[tei-council] facsKey agayne

James Cummings James.Cummings at oucs.ox.ac.uk
Tue Feb 9 12:53:09 EST 2010


Lou wrote:
> Yes, it might be a good idea to document somewhere how the process of 
> locating that something is supposed to be carried out but it's not 
> likely to be as simple as "follow this xPath". It's more likely to be 
> "feed this token into this select statement" or "add a .prn at the end 
> and a wibble at the beginning and feed the result into the CMS". 
> Personally, I think the TEI does better to leave well alone -- and say 
> "this is a magic token. do the right thing with it".
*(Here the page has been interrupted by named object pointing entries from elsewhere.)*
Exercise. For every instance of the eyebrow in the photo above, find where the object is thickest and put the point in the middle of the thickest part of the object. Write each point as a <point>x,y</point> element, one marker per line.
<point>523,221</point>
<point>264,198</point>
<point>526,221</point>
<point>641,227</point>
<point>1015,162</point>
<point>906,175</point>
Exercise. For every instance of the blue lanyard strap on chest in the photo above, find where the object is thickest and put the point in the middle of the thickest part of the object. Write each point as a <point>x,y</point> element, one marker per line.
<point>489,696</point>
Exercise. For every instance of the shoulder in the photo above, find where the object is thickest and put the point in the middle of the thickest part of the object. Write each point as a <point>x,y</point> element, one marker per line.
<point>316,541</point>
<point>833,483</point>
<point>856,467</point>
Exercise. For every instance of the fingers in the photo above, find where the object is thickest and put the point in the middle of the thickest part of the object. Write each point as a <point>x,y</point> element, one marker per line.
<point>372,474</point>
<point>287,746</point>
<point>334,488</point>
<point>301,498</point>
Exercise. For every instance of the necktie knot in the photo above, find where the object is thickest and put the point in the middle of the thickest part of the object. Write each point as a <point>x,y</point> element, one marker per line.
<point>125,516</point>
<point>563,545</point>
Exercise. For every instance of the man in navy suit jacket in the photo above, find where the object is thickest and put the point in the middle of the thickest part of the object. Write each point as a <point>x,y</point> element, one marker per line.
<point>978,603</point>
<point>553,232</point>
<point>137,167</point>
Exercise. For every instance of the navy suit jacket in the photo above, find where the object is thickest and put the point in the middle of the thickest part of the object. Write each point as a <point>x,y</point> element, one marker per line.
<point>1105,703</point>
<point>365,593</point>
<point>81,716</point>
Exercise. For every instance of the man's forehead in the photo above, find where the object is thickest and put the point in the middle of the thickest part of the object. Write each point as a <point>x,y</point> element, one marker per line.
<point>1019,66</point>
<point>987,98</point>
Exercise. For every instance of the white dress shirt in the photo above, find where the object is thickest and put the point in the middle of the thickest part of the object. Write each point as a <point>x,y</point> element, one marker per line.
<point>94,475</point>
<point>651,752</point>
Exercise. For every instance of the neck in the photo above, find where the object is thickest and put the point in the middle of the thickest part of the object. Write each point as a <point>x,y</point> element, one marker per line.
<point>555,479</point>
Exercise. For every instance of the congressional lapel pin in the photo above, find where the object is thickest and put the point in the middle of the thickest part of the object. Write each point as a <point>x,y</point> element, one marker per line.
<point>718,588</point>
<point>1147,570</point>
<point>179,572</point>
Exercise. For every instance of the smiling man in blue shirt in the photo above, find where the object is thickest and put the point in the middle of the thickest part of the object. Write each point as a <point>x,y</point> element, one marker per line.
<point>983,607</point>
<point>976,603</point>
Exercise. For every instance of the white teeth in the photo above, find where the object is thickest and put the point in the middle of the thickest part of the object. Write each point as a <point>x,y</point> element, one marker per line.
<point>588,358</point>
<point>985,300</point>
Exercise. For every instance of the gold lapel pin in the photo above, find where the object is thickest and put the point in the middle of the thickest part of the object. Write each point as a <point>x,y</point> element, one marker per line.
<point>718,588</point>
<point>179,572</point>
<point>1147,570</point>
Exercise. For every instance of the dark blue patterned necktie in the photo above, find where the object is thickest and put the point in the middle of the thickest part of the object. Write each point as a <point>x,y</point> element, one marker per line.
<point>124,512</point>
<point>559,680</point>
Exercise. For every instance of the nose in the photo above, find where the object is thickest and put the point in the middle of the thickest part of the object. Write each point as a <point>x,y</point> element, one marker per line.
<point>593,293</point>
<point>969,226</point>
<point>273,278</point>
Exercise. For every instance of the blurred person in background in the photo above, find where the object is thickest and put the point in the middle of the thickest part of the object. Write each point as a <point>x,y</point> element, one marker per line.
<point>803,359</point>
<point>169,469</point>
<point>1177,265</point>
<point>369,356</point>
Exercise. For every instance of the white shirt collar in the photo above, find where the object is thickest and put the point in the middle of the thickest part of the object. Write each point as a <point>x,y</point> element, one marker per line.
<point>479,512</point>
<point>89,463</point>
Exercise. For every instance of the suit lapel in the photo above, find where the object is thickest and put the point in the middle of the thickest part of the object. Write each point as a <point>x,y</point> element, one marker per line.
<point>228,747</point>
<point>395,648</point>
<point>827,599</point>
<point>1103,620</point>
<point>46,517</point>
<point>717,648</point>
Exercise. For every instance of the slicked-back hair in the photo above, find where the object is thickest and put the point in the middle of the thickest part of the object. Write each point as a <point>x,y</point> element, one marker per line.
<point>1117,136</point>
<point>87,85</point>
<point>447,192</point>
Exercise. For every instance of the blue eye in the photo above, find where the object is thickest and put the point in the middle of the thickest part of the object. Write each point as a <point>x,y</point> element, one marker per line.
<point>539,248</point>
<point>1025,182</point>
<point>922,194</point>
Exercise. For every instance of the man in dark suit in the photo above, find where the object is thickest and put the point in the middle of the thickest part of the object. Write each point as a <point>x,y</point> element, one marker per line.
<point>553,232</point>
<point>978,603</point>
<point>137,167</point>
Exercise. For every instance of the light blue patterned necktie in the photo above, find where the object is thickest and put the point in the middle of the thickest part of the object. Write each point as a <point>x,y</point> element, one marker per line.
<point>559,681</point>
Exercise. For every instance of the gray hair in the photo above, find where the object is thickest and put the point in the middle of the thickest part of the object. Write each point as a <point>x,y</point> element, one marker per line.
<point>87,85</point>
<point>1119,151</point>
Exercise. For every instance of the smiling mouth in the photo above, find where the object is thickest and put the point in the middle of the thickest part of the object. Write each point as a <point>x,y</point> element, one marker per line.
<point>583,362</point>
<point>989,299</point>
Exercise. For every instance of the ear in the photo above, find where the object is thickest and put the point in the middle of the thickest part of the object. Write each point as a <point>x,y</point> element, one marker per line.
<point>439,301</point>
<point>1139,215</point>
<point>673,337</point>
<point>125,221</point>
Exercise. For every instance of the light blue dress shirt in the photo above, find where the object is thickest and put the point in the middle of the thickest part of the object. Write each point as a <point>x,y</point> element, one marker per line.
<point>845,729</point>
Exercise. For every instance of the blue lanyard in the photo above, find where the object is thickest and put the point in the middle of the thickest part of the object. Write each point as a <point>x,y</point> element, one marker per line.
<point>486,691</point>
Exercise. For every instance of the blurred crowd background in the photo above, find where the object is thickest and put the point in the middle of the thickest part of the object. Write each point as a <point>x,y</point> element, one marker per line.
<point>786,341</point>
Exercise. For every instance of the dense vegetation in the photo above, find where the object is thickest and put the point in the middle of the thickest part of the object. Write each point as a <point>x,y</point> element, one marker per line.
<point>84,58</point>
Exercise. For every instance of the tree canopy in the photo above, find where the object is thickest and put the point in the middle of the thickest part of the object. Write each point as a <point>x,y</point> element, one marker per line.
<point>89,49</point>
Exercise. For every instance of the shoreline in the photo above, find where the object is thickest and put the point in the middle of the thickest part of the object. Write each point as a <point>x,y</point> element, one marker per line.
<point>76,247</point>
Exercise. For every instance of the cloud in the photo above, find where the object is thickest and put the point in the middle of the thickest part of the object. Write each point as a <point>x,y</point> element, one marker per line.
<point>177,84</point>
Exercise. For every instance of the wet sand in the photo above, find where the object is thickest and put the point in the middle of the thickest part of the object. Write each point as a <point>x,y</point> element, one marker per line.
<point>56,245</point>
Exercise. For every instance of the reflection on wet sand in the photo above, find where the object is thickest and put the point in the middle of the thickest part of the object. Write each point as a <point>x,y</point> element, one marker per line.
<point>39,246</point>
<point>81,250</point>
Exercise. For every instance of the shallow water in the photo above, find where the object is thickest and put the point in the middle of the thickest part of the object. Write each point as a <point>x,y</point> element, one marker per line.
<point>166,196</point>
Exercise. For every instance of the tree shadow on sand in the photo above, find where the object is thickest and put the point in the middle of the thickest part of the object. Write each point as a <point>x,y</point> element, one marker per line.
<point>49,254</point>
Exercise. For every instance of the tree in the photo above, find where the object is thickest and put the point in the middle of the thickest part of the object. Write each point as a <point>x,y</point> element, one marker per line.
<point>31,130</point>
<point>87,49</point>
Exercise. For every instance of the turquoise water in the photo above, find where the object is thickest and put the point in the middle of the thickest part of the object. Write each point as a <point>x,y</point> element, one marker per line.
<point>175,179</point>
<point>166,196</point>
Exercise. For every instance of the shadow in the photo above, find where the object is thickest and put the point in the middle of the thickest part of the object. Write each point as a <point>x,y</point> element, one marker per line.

If we are planning to move this to things like @ref and @target 
and other xsd:anyURI attributes, then I think it should be 
documented. I don't think we need to specify the method of 
documentation, just that it should be documented. I would propose 
that there should be a container element in the header somewhere 
(perhaps there is a suitable location already?) as the location 
for describing the method for resolving or nature of these 
pseudo-protocols.

I want to suggest a requirement that any pseudo-protocol name 
should be the @xml:id of this description. This does have the, I 
think beneficial, side-effect of limiting the values of these 
pseudo-protocols to be an XML QName.... thus it couldn't have 
spaces so you could not do: facs="john walsh:abc123" but could 
do: facs="john_walsh:abc123" with a <protocolDecl 
xml:id="john_walsh">This is just something John made 
up.</protocolDecl>.

I think that it should be an error (schematron enforced?) if the 
protocol is not so defined unless it is one of the official IANA 
registered protocol schemes. (see 
http://en.wikipedia.org/wiki/URI_scheme#Official_IANA-registered_schemes 
... though there are many that are unofficial which I had assumed 
were official.)

That seems to me to tread the balance between proper 
documentation and freedom/flexibility.